= Institute of Biological Engineering =

The Institute of Biological Engineering or IBE is a non-profit professional organization which encourages inquiry and interest in the field of biological engineering.

==Overview==
IBE promotes the view that biological engineering is a science-based, application-independent discipline that is aligned with the perspective and foundation of biology. IBE espouses the view that biological engineers should possess the scientific knowledge of biology, including its philosophical views, be proficient in the principles and practices of engineering, and be capable of integrating discoveries from multiple disciplines to design sustainable solutions.

IBE supports:
- Scholarship in education, research and service.
- Professional standards for engineering practices.
- Professional and technical development of biological engineering.
- Interactions among academia, industry and government.
- Public understanding and responsible uses of biological engineering products.
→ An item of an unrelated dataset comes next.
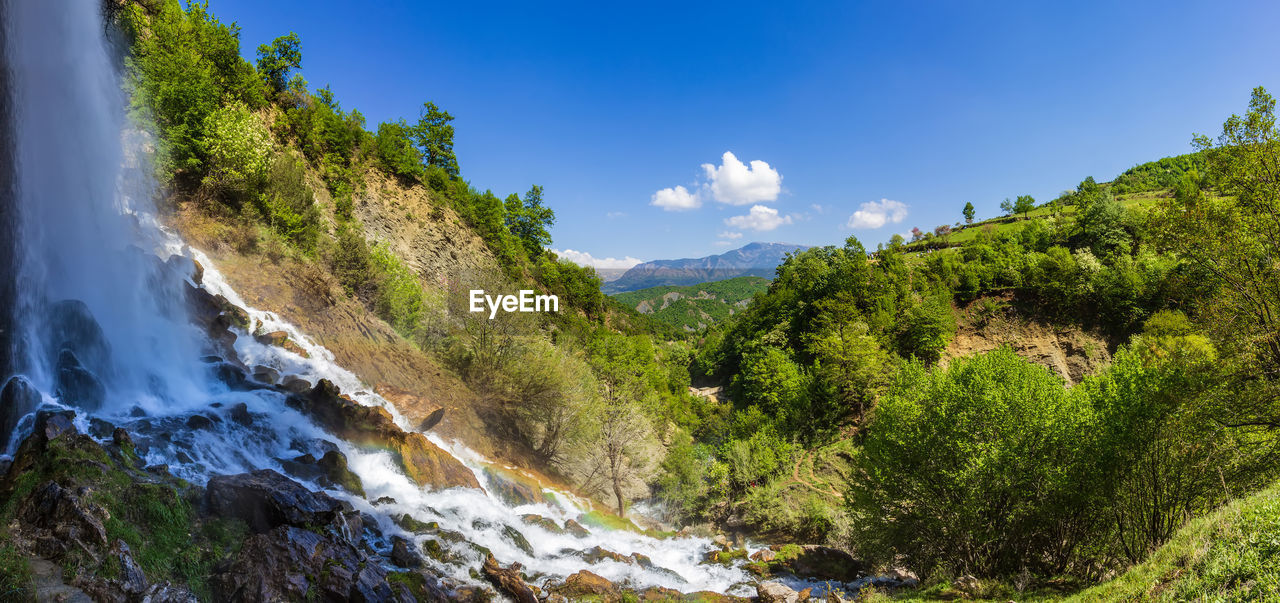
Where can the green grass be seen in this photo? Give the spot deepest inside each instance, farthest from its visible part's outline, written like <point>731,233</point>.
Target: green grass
<point>1229,554</point>
<point>699,305</point>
Through publications, meetings, distribution of information and services, IBE encourages:
- Cooperation among engineers, scientists, technologists and allied professionals.
- Timely availability of new knowledge and technology.
- Collaboration in education, research and economic activities worldwide
- Active promotion and growth of its members.

==History==
The IBE was established in 1995 to encourage inquiry and interest in biological engineering in the broadest and most liberal manner and promote the professional development of its members. The organization was proposed on May 20, 1995 by ten individuals who met in Atlanta, Georgia to discuss the creation of a new professional organization and who became the first council of IBE: Susan Blanchard, Susan Capps, Mike Delwiche, Mark Eiteman, Kathrine Flechter, Belinda Roettger, Jonathan Scott, Tim Taylor, John Henry Wells, and Brahm Verma, who served as the first president of IBE. The first annual meeting of IBE was held July 13–15, 1996 in Phoenix, Arizona.